Viva la Viva: You wrote this, you got this

We submitted our work at the beginning of the new academic year. We anxiously awaited our provisional results upon our return after half term…

“What are the portfolio reviewers looking for? Have I represented myself well? Have I forgotten anything? It feels like a lifetime.”

We found out our provisional results and those of us who had passed were asked to make a poster for our QIP

“Oh gosh, what was it even about?! I did it months ago. How can I remember it all?

…for our Viva!

“What if I forget everything I’ve done? What if I come across unknowledgeable? What if they ask me a tricky question and I flail? I’ll be so embarrassed and this whole year will have been for nothing!”

Some of these thoughts may be resonating with you right now and some may not. These were some of my own honest initial thoughts during the process that many of you will be going through over the coming weeks and months. However, I hope this blog provides you with some advice on how to not only succeed in your Viva, but even enjoy it. 

Last year, as part of my role on the APConnect team, I co-hosted an ATS space with Phil Green (cohort 3) during our #FestivalFridays menu of events. In January this year I was prepping for my viva and having all the self-critical anxious thoughts above. I knew that my peers were feeling similarly lost when it came to the Viva and what to expect. So, I organised a Viva forum and invited three ATS holders to come and share their experiences. Although they were not able to share the Viva questions they supported those of us about to go through the final stretch of the ATS process. This is the collated advice that Phil Green (cohort 3), Dr Lynne Taylerson (cohort 1) and Cheryl Hall (cohort 4) gave to us: 

  • Make notes a few days before under the main themes you’re sent with your Viva information.
  • Have these notes on the side of your computer or wall. Not too many however as you don’t want to drown in post-it notes! You might also choose to have your QIP poster on a second device for reference when talking about it, the SET team will also have access to your poster.
  • Make a list of things you’re proud of to ensure you mention it.
  • Ensure there are no distractions (including the postman!) and you have water available as you'll be talking for a while. 
  • Read your portfolio a few days before but not just before. Instead, go for a walk outside or do something nice to relax (if you can).
  • Take your time with your answers and ask your reviewer to repeat or be more specific in their questions if you need them to.
  • Expect depth and vigour.
  • It’s not a memory test but it is necessary to check and verify that your portfolio is yours and you are who you say you are!
  • Talk about any external development programmes you have been a part of or plan to do, for example, with the Education and Training Foundation (ETF).
  • Focus on a key one or two of the ETF’s Professional Standards if they have had a significant impact.
  • Mention the three impact focuses: self, colleagues, and organisation - in particular any organisational strategies that have been changed or amended because of your work.
  • Be honest about what didn’t go well what you’re doing instead.
  • Remember that it’s a celebration of a huge body of work.

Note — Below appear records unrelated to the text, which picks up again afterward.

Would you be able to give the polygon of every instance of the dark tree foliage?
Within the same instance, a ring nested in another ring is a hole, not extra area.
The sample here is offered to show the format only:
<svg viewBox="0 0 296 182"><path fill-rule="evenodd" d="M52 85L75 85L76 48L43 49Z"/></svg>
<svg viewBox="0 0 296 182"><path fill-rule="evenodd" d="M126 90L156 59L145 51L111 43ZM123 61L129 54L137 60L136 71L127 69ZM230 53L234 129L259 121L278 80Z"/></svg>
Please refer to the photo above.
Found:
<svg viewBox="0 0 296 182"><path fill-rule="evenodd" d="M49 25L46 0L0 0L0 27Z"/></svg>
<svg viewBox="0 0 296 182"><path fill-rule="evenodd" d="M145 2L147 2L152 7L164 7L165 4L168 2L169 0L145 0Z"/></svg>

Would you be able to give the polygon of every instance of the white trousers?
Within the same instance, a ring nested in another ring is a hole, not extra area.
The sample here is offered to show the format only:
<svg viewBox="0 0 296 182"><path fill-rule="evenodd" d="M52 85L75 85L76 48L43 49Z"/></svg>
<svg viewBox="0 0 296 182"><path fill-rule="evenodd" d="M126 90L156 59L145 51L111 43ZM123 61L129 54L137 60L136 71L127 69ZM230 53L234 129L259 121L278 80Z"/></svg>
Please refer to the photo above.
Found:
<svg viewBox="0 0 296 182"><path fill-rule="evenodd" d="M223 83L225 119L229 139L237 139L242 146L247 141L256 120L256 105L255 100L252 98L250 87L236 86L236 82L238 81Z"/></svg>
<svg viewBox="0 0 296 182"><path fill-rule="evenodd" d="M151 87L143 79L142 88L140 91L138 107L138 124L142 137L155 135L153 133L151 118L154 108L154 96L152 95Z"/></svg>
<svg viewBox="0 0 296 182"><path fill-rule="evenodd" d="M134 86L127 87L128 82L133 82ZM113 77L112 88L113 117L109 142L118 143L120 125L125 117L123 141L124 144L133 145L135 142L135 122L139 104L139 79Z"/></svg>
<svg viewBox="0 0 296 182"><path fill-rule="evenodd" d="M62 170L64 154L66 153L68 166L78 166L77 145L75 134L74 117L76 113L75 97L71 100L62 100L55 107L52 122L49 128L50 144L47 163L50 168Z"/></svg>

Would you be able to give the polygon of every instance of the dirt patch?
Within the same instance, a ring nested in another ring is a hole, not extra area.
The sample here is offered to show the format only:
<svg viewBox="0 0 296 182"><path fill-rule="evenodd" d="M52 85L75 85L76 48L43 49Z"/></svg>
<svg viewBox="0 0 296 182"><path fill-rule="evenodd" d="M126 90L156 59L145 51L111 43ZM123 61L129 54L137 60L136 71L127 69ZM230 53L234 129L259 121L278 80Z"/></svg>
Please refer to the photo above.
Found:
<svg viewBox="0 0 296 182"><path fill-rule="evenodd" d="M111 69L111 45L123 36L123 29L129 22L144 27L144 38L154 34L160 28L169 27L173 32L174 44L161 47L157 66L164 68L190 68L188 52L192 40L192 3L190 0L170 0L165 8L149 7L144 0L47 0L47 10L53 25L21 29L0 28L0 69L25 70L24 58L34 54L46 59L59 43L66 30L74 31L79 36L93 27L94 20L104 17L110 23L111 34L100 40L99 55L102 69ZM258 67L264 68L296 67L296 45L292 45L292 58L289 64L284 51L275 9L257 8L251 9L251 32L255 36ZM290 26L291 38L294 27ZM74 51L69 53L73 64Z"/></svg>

I want to thank Phil, Lynne and Cheryl for their time that day because I for one (and I know many others who attended) felt that little bit more prepared for their Viva and ready to face it head on!

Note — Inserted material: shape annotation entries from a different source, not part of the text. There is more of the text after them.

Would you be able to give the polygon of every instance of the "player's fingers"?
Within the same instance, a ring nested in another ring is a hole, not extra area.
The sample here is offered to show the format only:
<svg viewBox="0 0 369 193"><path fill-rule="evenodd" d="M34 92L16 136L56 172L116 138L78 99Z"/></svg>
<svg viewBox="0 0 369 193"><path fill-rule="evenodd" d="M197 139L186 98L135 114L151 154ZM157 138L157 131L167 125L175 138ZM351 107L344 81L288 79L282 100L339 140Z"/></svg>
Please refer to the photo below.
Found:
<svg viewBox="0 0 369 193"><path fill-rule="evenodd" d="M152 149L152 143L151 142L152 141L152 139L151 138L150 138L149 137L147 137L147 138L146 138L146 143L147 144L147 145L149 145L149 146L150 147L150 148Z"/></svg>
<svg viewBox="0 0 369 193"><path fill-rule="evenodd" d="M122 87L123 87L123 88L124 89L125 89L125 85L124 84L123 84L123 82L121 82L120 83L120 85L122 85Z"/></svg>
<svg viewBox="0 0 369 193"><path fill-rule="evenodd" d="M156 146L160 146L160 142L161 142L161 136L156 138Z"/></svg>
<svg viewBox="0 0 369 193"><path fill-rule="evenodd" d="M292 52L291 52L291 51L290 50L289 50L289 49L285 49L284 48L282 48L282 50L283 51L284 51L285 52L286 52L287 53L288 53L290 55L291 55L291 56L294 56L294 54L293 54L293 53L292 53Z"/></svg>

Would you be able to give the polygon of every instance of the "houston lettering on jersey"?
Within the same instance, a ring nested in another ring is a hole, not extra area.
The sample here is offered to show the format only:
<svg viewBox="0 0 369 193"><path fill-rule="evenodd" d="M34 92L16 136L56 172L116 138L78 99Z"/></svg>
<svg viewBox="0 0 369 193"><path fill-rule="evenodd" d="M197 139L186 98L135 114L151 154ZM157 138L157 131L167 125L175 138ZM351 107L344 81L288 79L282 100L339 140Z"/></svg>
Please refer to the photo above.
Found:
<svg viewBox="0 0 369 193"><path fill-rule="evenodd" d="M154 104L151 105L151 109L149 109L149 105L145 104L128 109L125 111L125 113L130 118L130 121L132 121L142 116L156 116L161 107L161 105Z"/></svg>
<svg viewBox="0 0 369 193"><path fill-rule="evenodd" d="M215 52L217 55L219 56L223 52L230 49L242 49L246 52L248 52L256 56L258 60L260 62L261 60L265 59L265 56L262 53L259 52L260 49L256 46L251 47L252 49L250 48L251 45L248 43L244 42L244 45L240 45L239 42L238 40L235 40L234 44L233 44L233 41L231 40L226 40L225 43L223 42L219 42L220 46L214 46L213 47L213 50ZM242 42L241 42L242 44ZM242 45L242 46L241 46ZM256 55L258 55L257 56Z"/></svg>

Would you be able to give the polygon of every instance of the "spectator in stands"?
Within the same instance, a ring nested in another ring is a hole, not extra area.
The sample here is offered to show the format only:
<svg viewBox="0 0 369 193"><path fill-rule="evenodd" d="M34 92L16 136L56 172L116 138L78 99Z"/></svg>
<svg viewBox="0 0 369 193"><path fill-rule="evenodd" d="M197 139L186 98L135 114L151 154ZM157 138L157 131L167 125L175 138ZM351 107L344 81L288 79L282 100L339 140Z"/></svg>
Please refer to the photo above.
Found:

Chloë Hynes' ATS Viva mind map

To end, I want to finish where I began and share something personal with you. A few days before my Viva, I went through my whole portfolio top to bottom and created this mind-map. You’ll notice it doesn’t really have any notes on it and it’s very brief (intentional so it didn’t overface me when I was in the middle of my Viva), but it was an excellent activity to help me see just how much I had achieved in my own personal development that year. This activity helped me confidently feel that “I deserve this”. I envisaged the poster would help me throughout the Viva to make sure I covered everything. However, the mere act of going through my portfolio and making these brief notes was enough to jog my memory and keep it all fresh. I only looked at it once throughout the whole meeting when I was asked if there was anything else I wanted to add. Ultimately, the most pertinent advice for me was something my mentor said and which I pass on to you (please remember it): “You wrote this, you got this.”